3- Discoveries of Astronomy – Jansky develops radio astronomy
Everyone, or at least almost everyone, has tried to tune in to a radio at some point. When we are fine-tuning, we always find areas where there is no transmission and classic background noise appears. If you take the test, congratulations, you’ve found radio interference, and some of it comes from outer space.
Karl G. Jansky, an engineer at Bell Labs, encountered similar interference when trying to tune a transatlantic radiotelephone in the 1920s. After much testing, he realized that the signal did not come from the noise of the radio itself, but from the radio! center of the Milky Way!
In the years that followed, other radio engineers followed Jansky’s work, helping to discover that all celestial bodies emit radio waves to a greater or lesser degree.
This helped astronomy a lot, firstly because there were objects that were very faint in visible light and could not be studied properly, but on the other hand they had strong radio emissions, which made it possible to study that object perfectly without “seeing” it. Radio astronomy has allowed studies of the Universe that would be unthinkable in the visible spectrum.

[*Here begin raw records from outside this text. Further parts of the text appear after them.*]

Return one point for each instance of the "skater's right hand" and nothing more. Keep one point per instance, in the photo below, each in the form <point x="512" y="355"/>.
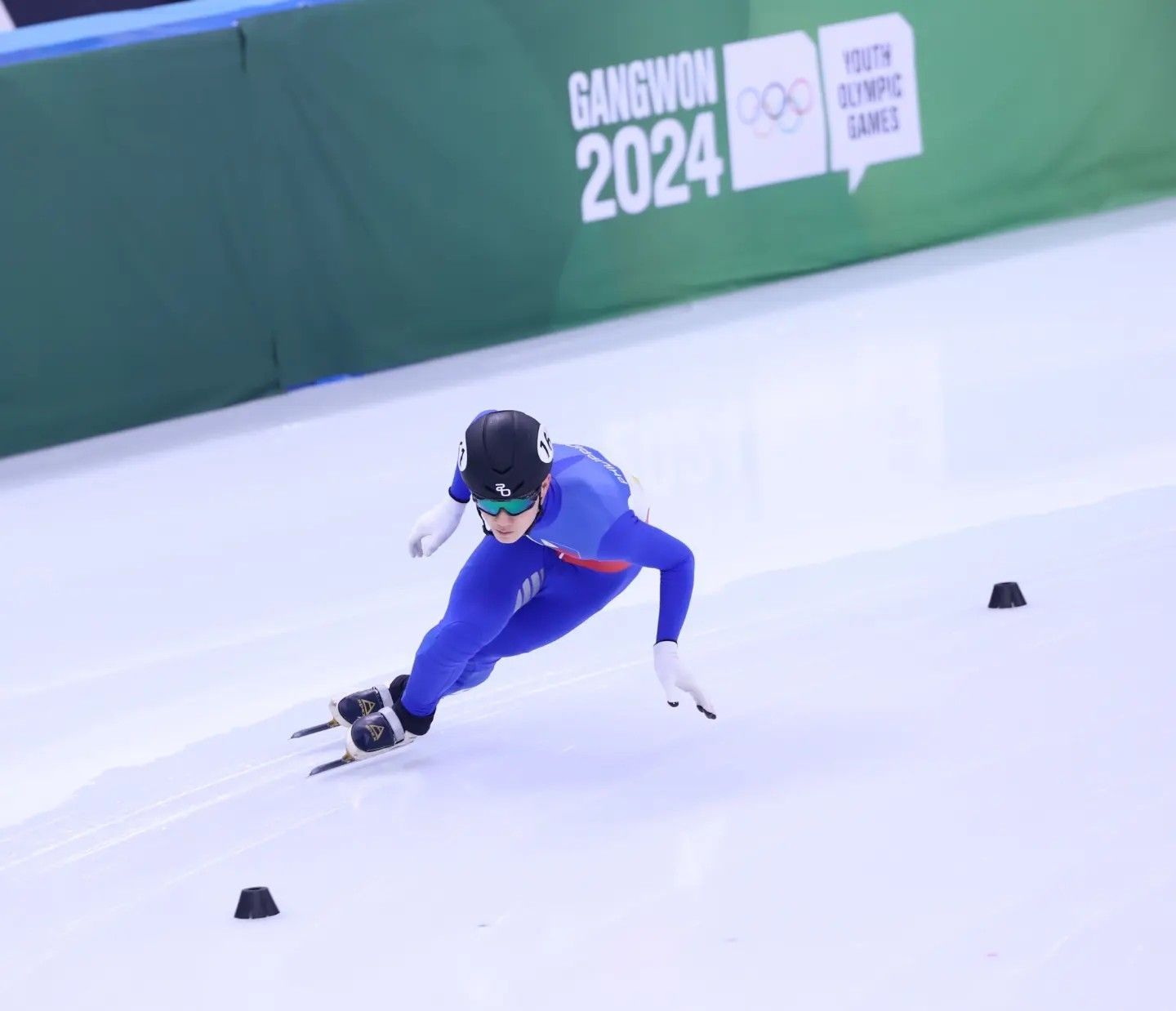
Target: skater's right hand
<point x="673" y="675"/>
<point x="435" y="527"/>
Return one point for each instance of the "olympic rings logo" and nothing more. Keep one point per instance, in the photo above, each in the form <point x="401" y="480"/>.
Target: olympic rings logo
<point x="775" y="107"/>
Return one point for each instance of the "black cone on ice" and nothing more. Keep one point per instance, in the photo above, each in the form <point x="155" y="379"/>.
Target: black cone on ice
<point x="1007" y="595"/>
<point x="256" y="903"/>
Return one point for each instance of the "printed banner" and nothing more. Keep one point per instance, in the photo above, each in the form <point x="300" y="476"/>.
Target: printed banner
<point x="342" y="189"/>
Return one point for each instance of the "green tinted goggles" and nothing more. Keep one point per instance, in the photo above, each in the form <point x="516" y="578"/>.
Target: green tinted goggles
<point x="513" y="507"/>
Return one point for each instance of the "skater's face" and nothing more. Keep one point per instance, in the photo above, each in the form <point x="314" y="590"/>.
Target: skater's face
<point x="506" y="528"/>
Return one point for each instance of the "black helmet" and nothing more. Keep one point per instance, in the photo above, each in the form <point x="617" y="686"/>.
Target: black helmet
<point x="506" y="454"/>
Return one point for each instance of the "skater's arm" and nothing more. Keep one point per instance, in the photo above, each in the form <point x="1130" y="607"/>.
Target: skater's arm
<point x="632" y="540"/>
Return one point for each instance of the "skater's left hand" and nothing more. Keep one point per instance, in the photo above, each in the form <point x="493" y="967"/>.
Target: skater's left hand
<point x="673" y="675"/>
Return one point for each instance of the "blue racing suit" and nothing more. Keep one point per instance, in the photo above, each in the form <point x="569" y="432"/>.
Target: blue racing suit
<point x="585" y="548"/>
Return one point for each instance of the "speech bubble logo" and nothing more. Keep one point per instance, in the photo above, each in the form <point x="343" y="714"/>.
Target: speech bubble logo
<point x="775" y="117"/>
<point x="871" y="93"/>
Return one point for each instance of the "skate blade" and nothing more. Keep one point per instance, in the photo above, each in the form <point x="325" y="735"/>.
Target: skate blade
<point x="348" y="759"/>
<point x="326" y="765"/>
<point x="315" y="729"/>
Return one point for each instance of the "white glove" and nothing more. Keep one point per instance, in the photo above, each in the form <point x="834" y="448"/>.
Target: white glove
<point x="673" y="674"/>
<point x="433" y="529"/>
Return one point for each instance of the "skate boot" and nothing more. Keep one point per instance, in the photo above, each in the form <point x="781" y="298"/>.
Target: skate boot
<point x="358" y="705"/>
<point x="376" y="733"/>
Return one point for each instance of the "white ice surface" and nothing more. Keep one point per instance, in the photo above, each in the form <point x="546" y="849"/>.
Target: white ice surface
<point x="908" y="801"/>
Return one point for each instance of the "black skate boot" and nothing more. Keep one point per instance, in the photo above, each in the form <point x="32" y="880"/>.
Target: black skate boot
<point x="384" y="729"/>
<point x="359" y="705"/>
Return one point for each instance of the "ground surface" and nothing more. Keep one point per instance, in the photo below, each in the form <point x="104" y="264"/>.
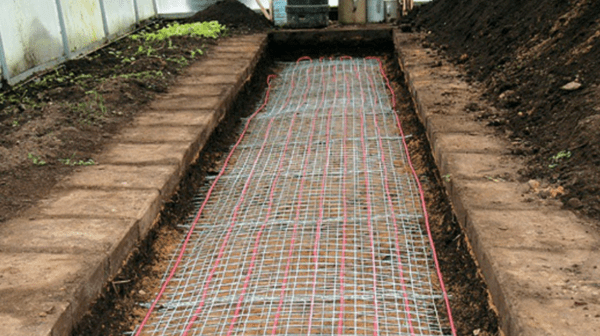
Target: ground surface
<point x="525" y="52"/>
<point x="234" y="14"/>
<point x="64" y="118"/>
<point x="60" y="120"/>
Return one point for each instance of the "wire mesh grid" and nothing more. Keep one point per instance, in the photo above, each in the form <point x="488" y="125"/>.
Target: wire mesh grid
<point x="315" y="226"/>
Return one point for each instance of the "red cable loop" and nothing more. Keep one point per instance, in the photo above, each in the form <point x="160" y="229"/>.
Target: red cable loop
<point x="391" y="205"/>
<point x="421" y="194"/>
<point x="304" y="58"/>
<point x="298" y="209"/>
<point x="269" y="210"/>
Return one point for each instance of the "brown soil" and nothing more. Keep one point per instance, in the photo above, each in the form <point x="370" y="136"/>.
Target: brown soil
<point x="524" y="52"/>
<point x="469" y="298"/>
<point x="118" y="309"/>
<point x="62" y="119"/>
<point x="234" y="14"/>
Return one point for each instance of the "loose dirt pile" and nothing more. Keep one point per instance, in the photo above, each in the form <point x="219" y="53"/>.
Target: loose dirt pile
<point x="234" y="15"/>
<point x="539" y="63"/>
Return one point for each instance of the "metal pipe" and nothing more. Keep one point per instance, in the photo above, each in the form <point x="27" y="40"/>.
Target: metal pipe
<point x="3" y="64"/>
<point x="155" y="4"/>
<point x="137" y="12"/>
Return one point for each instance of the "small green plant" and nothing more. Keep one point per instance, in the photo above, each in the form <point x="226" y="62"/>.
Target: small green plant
<point x="558" y="158"/>
<point x="70" y="162"/>
<point x="210" y="29"/>
<point x="143" y="74"/>
<point x="198" y="52"/>
<point x="36" y="160"/>
<point x="128" y="60"/>
<point x="182" y="61"/>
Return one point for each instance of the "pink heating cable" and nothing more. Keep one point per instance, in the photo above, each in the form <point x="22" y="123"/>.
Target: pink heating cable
<point x="421" y="195"/>
<point x="240" y="298"/>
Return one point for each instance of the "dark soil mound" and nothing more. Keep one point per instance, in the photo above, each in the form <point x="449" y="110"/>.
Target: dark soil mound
<point x="234" y="15"/>
<point x="525" y="52"/>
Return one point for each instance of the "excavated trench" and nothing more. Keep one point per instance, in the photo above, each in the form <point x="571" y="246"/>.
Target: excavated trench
<point x="315" y="208"/>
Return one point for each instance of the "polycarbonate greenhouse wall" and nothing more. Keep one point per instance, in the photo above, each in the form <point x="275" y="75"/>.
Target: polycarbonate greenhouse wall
<point x="39" y="34"/>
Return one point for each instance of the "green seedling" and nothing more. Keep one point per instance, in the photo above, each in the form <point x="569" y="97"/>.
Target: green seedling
<point x="70" y="162"/>
<point x="36" y="160"/>
<point x="198" y="52"/>
<point x="143" y="75"/>
<point x="181" y="61"/>
<point x="210" y="29"/>
<point x="558" y="158"/>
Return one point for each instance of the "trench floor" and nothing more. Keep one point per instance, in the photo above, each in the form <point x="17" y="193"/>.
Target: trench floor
<point x="315" y="224"/>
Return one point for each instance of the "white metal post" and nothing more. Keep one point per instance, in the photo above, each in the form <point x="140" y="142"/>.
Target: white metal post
<point x="104" y="18"/>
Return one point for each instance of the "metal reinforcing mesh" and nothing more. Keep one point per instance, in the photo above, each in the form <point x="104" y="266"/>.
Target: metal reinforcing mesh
<point x="315" y="226"/>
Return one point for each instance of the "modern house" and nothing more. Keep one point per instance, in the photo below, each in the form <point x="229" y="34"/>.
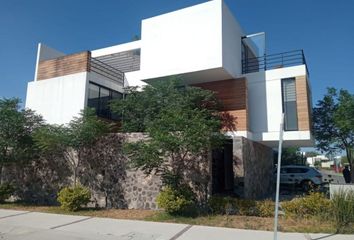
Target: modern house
<point x="205" y="46"/>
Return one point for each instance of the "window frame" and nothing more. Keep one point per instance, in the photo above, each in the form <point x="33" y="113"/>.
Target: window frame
<point x="286" y="128"/>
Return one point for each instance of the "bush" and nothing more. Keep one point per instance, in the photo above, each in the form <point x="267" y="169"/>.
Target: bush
<point x="72" y="198"/>
<point x="343" y="208"/>
<point x="6" y="190"/>
<point x="246" y="207"/>
<point x="311" y="205"/>
<point x="231" y="206"/>
<point x="177" y="201"/>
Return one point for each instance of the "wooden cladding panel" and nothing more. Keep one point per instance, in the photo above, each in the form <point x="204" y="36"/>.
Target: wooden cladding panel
<point x="302" y="101"/>
<point x="232" y="94"/>
<point x="65" y="65"/>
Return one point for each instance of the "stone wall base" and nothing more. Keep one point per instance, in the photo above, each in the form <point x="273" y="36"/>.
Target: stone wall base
<point x="253" y="168"/>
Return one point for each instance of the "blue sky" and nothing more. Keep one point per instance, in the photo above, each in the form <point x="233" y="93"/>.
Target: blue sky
<point x="324" y="29"/>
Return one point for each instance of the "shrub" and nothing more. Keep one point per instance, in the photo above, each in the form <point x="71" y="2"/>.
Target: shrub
<point x="343" y="208"/>
<point x="265" y="208"/>
<point x="72" y="198"/>
<point x="230" y="206"/>
<point x="313" y="204"/>
<point x="246" y="207"/>
<point x="177" y="201"/>
<point x="6" y="190"/>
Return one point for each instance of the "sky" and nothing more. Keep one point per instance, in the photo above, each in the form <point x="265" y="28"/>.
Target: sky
<point x="323" y="29"/>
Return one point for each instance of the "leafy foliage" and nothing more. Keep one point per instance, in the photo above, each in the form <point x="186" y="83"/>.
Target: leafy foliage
<point x="177" y="202"/>
<point x="292" y="155"/>
<point x="182" y="125"/>
<point x="69" y="141"/>
<point x="16" y="128"/>
<point x="333" y="123"/>
<point x="104" y="169"/>
<point x="311" y="205"/>
<point x="6" y="190"/>
<point x="73" y="198"/>
<point x="343" y="208"/>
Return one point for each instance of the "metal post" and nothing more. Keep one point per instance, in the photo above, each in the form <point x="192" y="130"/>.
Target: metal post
<point x="278" y="178"/>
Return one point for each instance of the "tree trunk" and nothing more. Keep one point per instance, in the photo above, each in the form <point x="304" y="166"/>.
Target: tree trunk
<point x="75" y="175"/>
<point x="351" y="164"/>
<point x="1" y="175"/>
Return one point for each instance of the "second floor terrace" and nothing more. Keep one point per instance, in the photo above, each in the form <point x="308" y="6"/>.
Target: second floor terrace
<point x="76" y="63"/>
<point x="273" y="61"/>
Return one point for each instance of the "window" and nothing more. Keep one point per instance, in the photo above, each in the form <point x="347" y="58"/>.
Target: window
<point x="297" y="170"/>
<point x="99" y="98"/>
<point x="289" y="104"/>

2- The existence of the first extrasolar planets is proven
One question has always been on the mind of everyone interested in astronomy: are there planets around other stars? The general opinion of all scientists has always been yes, but until a few years ago this could not be proven.
In October 1995, Swiss astronomers Didier Queloz and Michel Mayor performed an experiment that allowed them to observe the first extrasolar planet in history: 51 Pegasi B.
The planet is too far from Earth to observe, but Queloz and Mayor instead measured the star’s luminosity. When the planet passed in front of it, the star’s luminosity dropped significantly, this was the ultimate test.
From the star’s light curves, they even calculated the planet’s orbit and size. To date, about 350 new planets have been discovered using the same method or variations.
1- Astronomy Discoveries – The discovery of the cosmic microwave background
Just as forensic investigators look for the pieces of a bomb after an explosion, astronomers look for clues and evidence of the biggest explosion imaginable: the Big Bang.
In 1964, Robert Wilson and Arno Penzias discovered that everywhere in the sky, wherever they looked, there was a small signal, very weak, but a signal, which in some areas was a little stronger and in others a little stronger. weak, but that was repeated to point its antenna where it was pointed.
They then understood that this signal was nothing more than an “echo” of the Big Bang, the remnants of the original explosion that gave rise to the entire Universe we know today. The discovery of the cosmic microwave background radiation, as it was called, won Wilson and Penzias the 1978 Nobel Prize in Physics and changed our perception of the Universe forever.